1. Your works on paper look like monotypes/monoprints.  What is this media and how is it applied?

These pieces are each oil pastel on watercolor or printmaking paper.  Each piece is drawn and the material is worked to create the different effects.

2.   How are these pieces created?

Each piece is fabricated from memory and/or sketches, and is often not of a specific location.  They are created in the studio and many are reminiscent of places I have travelled.  The oil pastels are applied to the paper in layers, and worked by hand and with metal tools to create blended areas and line work.  Occasionally much of the image is scraped away and started again.

3.  What is the naming system?

Each piece in a series was numbered in the order that it was created.  However, some pieces were reworked later, and therefore are not exactly in order.

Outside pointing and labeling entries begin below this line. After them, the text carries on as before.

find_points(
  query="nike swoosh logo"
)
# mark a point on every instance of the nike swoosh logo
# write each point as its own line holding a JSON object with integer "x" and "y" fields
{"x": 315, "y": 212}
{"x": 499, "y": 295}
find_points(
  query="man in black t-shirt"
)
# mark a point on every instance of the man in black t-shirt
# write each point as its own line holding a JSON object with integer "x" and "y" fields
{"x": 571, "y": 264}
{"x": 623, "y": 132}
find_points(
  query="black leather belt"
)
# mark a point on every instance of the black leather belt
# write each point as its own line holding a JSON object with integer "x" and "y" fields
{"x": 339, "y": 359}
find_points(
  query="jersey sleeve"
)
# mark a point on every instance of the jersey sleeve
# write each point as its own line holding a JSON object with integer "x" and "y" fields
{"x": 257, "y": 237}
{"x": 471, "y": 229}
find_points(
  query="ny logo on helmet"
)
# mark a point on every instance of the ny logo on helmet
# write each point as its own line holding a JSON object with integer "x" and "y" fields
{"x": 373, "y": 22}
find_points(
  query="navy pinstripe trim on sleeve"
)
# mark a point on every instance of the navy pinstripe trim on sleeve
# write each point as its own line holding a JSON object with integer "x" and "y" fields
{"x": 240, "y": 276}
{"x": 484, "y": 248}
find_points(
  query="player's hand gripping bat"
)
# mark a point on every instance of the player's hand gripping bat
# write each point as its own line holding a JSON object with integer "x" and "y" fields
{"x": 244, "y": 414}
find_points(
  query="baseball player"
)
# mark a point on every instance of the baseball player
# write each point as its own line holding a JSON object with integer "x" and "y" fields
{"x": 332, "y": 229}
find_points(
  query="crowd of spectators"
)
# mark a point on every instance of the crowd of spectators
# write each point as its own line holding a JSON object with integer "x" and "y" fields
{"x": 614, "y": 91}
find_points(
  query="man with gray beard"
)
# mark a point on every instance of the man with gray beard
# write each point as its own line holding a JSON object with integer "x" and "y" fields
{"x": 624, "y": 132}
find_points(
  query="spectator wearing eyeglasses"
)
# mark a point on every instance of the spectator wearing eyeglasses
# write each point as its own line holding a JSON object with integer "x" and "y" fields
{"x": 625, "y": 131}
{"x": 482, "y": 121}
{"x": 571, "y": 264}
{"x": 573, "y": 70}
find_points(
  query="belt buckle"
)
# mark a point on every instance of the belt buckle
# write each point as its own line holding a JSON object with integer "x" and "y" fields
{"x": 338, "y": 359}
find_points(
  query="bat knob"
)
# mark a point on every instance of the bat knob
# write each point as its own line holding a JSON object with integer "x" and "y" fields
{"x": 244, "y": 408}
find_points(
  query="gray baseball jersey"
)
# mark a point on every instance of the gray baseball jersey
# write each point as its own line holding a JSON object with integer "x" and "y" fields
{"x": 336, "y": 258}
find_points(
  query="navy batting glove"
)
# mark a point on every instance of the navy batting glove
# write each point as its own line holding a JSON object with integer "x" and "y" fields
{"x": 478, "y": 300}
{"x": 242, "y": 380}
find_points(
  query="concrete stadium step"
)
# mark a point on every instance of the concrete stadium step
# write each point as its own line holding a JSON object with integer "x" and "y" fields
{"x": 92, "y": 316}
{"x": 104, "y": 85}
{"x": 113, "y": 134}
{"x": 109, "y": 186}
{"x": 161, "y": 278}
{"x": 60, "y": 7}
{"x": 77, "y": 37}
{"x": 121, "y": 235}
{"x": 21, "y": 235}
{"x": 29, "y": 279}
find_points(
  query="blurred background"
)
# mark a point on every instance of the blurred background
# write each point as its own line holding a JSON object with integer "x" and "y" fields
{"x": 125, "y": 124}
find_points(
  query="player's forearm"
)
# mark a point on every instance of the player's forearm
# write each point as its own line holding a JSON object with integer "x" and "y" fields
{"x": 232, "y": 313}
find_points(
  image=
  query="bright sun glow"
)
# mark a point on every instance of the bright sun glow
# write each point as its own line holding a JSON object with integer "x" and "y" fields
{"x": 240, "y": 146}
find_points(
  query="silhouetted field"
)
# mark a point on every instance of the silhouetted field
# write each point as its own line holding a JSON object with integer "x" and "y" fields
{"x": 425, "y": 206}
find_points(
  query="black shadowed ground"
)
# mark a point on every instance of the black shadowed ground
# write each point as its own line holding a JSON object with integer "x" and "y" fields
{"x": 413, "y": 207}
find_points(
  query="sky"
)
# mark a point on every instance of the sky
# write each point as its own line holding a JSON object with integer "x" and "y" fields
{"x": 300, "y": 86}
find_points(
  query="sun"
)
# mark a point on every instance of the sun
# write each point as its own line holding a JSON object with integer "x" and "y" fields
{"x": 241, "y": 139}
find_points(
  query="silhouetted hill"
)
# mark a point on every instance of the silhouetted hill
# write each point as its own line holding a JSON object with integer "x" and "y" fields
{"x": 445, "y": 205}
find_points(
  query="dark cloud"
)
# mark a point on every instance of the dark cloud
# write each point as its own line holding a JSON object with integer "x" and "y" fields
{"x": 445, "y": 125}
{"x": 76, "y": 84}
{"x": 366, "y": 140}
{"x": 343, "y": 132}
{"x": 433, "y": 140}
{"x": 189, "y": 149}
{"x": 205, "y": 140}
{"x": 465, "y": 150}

4.  Does this material dry like oil paint does?

No.  This material stays workable for an indefinite amount of time.  Each finished piece is presented under glass.

5.  Is there any significance to the size of the work?

Yes.  The smallest size was created to be reflective of old polaroid photos, only created by hand and relatively interpretive, rather than by direct capture with a  camera.

6.  How long does it take to create each piece?

The amount of time varies significantly between pieces.  In rare cases, a work could have been completed in several hours.  Usually however each piece requires sessions over several weeks or months to finish.

7.  How do I know if I am reading the landscape as it was intended?

There is no correct way to view each piece, as they are all composites and also open to interpretation.  Some people see fields, marshes, and harbors, where others see ships, cities, and deserts.  It is very interesting to me to hear the various images that each piece conjures in the eyes and sensibilities of the viewer.